With the driver shortage still seen as a major stumbling block for the freight industry as a whole, more companies are turning to populations underrepresented in the industry at present. Increasingly, those efforts seem to be related to hiring women, who make up a disproportionately tiny percentage of all drivers nationwide.
However, because the pay gap for women in all industries is so sizable, many who get behind the wheel say they do so because they can earn just as much as men for doing the same work, according to The Wall Street Journal. Today, women only account for about 6.6% of the drivers in the industry, but the sheer volume of them has increased 68% since 2010.
As recently as 2010, the number of women in the sector was well below 150,000, but today it stands at more than 234,000, the Journal noted.
"There are many different types of driver pay in the industry, including by the mile, per load, hourly, and even salary in some cases," says ATA economist Bob Costello. "In all cases, there is no distinction between male or female. If you go to a fleet and ask how much drivers are paid, it is by experience level, routes, etc., not gender-specific."
Why it's good for business
While the number of women in the industry is still relatively small, companies are increasingly targeting them not only because of the driver shortage, but because they tend to be safer behind the wheel as well, according to The Business Journal. Data suggests that when women are driving tractor trailers, they get into accidents about 20% less often than men do.

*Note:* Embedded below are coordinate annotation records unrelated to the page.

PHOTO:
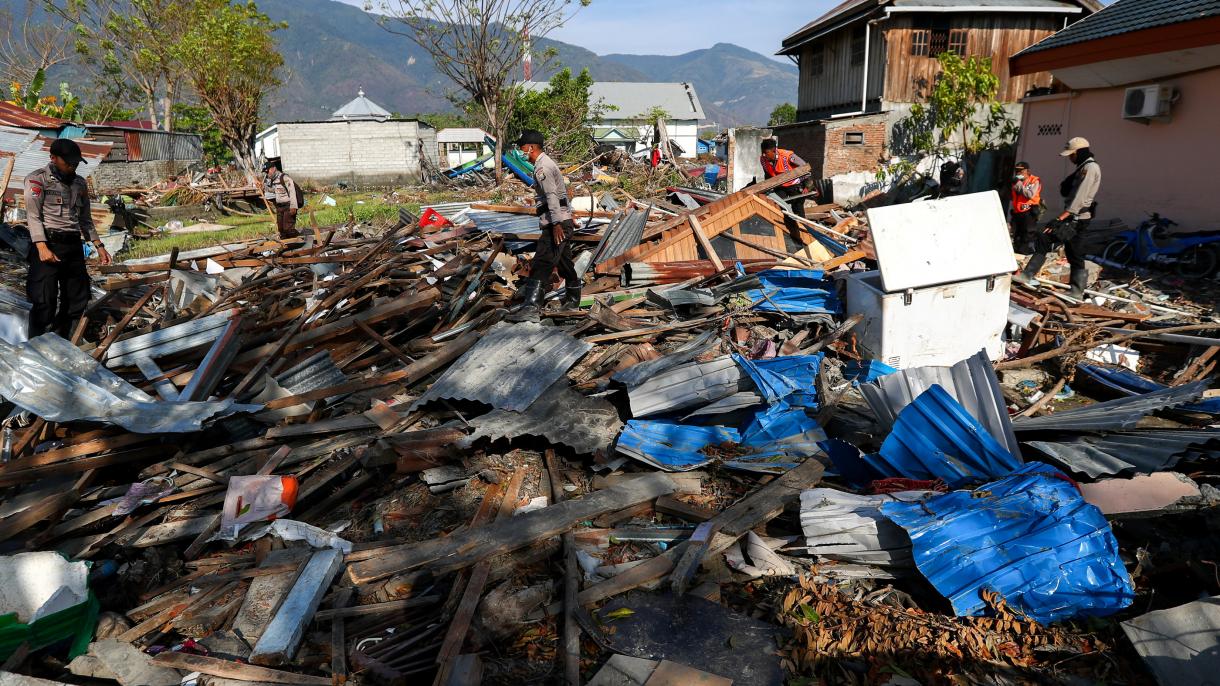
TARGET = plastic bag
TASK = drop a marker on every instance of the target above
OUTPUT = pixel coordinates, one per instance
(255, 498)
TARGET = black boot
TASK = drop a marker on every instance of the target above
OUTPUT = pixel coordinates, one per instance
(1079, 282)
(572, 296)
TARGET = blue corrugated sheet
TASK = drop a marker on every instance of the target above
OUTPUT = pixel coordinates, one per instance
(935, 437)
(796, 292)
(1030, 536)
(866, 370)
(677, 447)
(1127, 382)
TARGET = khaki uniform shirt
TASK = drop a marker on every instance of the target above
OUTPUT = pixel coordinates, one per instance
(552, 192)
(1085, 186)
(283, 188)
(53, 205)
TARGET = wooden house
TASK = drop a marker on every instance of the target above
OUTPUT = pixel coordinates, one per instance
(880, 56)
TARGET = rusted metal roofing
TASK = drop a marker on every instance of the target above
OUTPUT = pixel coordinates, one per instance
(21, 117)
(509, 368)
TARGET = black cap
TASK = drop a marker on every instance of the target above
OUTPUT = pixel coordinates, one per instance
(67, 149)
(531, 137)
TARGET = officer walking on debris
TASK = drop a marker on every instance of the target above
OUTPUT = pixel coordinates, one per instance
(1025, 208)
(555, 220)
(57, 217)
(281, 189)
(1070, 227)
(777, 161)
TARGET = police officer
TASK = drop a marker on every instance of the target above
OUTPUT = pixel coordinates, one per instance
(57, 217)
(1071, 226)
(281, 189)
(555, 220)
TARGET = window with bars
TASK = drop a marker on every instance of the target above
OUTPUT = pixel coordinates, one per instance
(816, 60)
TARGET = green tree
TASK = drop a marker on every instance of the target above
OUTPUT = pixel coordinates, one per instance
(231, 61)
(561, 112)
(195, 119)
(782, 115)
(480, 46)
(136, 40)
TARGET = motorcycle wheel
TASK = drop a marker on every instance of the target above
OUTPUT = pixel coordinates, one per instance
(1119, 252)
(1197, 263)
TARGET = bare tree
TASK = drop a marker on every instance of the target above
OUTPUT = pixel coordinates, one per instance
(29, 43)
(480, 45)
(134, 38)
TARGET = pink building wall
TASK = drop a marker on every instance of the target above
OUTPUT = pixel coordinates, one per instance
(1169, 167)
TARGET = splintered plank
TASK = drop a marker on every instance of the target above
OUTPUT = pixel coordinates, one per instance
(283, 635)
(473, 545)
(227, 669)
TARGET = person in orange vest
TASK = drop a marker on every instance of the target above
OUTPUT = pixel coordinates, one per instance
(775, 162)
(1025, 208)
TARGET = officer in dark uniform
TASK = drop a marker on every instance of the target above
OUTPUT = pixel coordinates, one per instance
(57, 217)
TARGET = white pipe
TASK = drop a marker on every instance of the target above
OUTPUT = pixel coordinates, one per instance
(864, 89)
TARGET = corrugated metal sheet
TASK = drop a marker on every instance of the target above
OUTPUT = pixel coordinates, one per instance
(1113, 415)
(561, 415)
(1180, 645)
(636, 375)
(1127, 382)
(621, 234)
(1030, 537)
(935, 437)
(686, 386)
(56, 381)
(677, 447)
(510, 366)
(848, 527)
(1129, 452)
(971, 382)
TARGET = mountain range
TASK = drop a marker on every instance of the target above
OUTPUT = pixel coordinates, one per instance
(332, 50)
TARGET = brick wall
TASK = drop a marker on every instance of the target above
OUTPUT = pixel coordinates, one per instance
(362, 153)
(116, 176)
(855, 144)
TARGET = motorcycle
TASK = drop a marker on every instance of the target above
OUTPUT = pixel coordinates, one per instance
(1193, 255)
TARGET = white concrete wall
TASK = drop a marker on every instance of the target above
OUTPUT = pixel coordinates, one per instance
(360, 153)
(683, 132)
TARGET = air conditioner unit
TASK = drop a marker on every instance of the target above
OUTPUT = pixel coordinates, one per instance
(1147, 101)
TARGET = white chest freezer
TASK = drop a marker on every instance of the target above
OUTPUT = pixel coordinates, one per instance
(941, 291)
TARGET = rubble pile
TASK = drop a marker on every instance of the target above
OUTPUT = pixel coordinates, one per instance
(764, 447)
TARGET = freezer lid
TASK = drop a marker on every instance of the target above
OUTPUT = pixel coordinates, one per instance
(940, 242)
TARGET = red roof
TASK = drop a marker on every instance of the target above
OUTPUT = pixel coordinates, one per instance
(21, 117)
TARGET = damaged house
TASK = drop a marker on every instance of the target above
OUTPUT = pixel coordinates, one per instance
(361, 144)
(865, 62)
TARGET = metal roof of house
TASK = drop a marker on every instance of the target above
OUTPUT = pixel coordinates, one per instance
(852, 10)
(633, 99)
(21, 117)
(456, 134)
(361, 109)
(1127, 16)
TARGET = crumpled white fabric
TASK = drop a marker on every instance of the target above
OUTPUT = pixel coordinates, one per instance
(56, 381)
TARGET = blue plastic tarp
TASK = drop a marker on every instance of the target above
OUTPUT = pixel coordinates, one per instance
(1130, 383)
(935, 437)
(1030, 537)
(796, 292)
(680, 447)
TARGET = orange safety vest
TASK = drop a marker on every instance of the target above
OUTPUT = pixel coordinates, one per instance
(782, 164)
(1020, 203)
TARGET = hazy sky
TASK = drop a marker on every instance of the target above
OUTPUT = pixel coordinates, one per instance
(671, 27)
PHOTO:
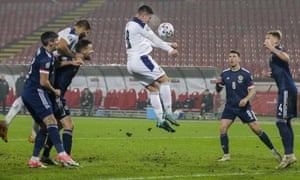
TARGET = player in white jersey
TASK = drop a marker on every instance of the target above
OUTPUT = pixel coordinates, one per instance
(68, 38)
(140, 40)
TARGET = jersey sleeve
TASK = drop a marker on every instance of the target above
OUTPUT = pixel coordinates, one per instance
(250, 81)
(45, 65)
(155, 40)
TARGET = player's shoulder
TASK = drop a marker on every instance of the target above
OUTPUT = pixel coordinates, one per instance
(225, 71)
(245, 70)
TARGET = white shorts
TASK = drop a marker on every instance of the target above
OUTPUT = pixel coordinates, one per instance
(144, 69)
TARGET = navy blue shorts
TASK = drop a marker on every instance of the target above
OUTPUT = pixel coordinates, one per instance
(37, 103)
(287, 105)
(61, 108)
(245, 114)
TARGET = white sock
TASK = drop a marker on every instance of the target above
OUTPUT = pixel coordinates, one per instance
(35, 128)
(34, 158)
(14, 110)
(156, 105)
(165, 94)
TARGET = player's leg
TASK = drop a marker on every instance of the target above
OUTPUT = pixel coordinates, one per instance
(157, 107)
(224, 139)
(67, 135)
(227, 119)
(264, 138)
(14, 110)
(166, 98)
(286, 109)
(147, 72)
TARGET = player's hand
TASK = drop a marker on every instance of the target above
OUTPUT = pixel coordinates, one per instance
(268, 44)
(174, 45)
(218, 80)
(266, 74)
(77, 62)
(243, 102)
(174, 53)
(57, 92)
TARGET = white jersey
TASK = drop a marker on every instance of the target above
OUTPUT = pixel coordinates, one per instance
(70, 36)
(139, 39)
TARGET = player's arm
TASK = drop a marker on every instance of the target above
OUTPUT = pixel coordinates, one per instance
(281, 54)
(44, 82)
(219, 85)
(251, 94)
(157, 42)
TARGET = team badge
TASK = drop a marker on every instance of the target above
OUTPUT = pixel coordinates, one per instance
(240, 79)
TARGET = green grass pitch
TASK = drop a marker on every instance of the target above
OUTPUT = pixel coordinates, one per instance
(105, 151)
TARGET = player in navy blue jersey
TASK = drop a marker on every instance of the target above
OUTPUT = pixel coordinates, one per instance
(63, 78)
(240, 89)
(287, 95)
(36, 100)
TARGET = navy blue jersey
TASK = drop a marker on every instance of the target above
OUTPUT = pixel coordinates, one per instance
(64, 75)
(34, 96)
(237, 84)
(42, 63)
(287, 90)
(281, 72)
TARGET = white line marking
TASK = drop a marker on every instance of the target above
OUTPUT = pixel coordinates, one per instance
(205, 175)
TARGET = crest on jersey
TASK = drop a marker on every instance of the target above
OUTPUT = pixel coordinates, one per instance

However, there is a broad acknowledgement that, just like the rest of the business, the trucking sector needs to do a better job of attracting younger women in particular, the report said. Today, the average age of female drivers is about 50 years old, so something may need to be done to make the industry as a whole more female-friendly. That should include helping to ensure their safety, which is often cited as a reason women don't want to get into the business.
Getting it right
As with many other demographics, one of the big barriers to entry for women might be the amount of time it takes to learn how to drive a truck, according to The Hustle. They will likely have to log a lot of miles driving alongside a trainer before they're able to set out solo, and just like any other would-be driver, that could end up being a turnoff even if it is required by federal law.
With all these and several other issues in mind, it's critical for trucking companies to do more to reduce barriers for women coming into the sector to help alleviate the driver shortage. While there are some things on which companies simply can't bend, better pay and benefits offerings could be enough to help them overcome many of the misgivings women may have about the job.